Península Valdes – a creature wonderland

by Emma. Cliquez ici pour l’article de Damien, en FrançaisAnd the pictures are here!


I think I’m drunk on creature happiness! Everywhere we turn in this strange, empty scrubland, there seem to be more creatures tumbling and trundling past. It’s our second day in Puerto Madryn and we’re bouncing along a dirt track on the peninsula with our guide, Hugo. Six of us are gaping out the dust-streaked windows as Hugo provides a brilliant running commentary while pointing out the strange and wonderful local beasts. We see herds of woolly, caramel-coloured guanacos, giant Darwin’s rheas, skunks and, to my huge delight, hairy armadillos! It’s a creature wonderland!

Skunk, Rheas, Guanacos and an Armadillo

Skunk, Rheas, Guanacos and an Armadillo

The Isle of Naboombu?

Later, we struggle through the thick Patagonian mud and hike down some crumbling cliffs to a sheltered beach where the most wonderfully odd monsters are lying on the shingle. Elephant seals. They are enormous. The elephant seal bull can grow to a length of 6 metres and a weight of 4,000 kilogrammes. They fully develop their trunk-like “nose” at the age of 3 and their facial expressions are beautiful. Ignoring the copious amounts of seal poop, Damien and I take turns inching forward on our elbows to photograph them. We bundle back into the 4×4 incredibly happy and stinking to high heaven!


Happiness is a frank, blue look from a sea lion pup.

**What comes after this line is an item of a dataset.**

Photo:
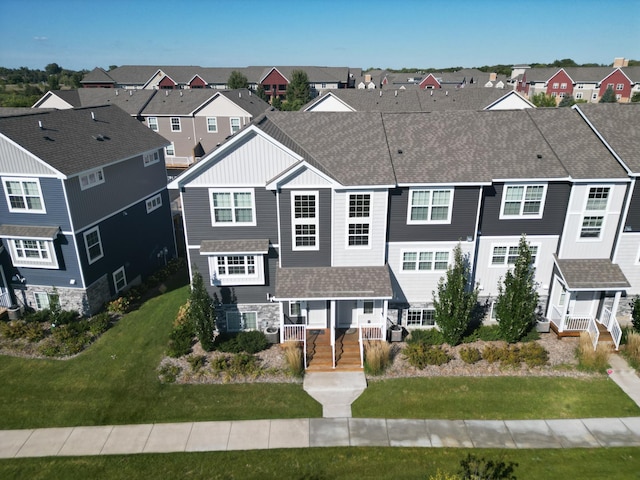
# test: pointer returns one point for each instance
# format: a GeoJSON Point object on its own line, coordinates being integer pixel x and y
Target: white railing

The next day, we are up at the crack of dawn, we pour ourselves into 7mm thick wetsuits complete with hoods, gloves and shoes and brace the chilly Atlantic waters for an early morning encounter with some sea lions. Sea lions!! As the boat drops anchor off the shore of the colony, my tummy flips over with nerves. The males are massive and their barks seem to be abit threatening. I’m pretty positive I won’t be able to outswim them! Well, the day is clear and bright and the water is a transparent green so I decide not to think too much about it and hop overboard. Our instructor has us exercise some underwater turns telling us to use our arms as little as possible so that our movements are more seal-like. Our small group links arms, we lie on our backs and using our flippers, kick as hard as we can. Almost immediately a crowd of young, curious pups appears, attracted by the bubbles. The water is churning with them as they edge closer and closer, eager to bump us with their noses and nuzzle our faces with their whiskers. They sit on our chests and wind between our legs as we swim with them. Their looks are strikingly blue and frank. It is an incredible experience and I don’t want to leave!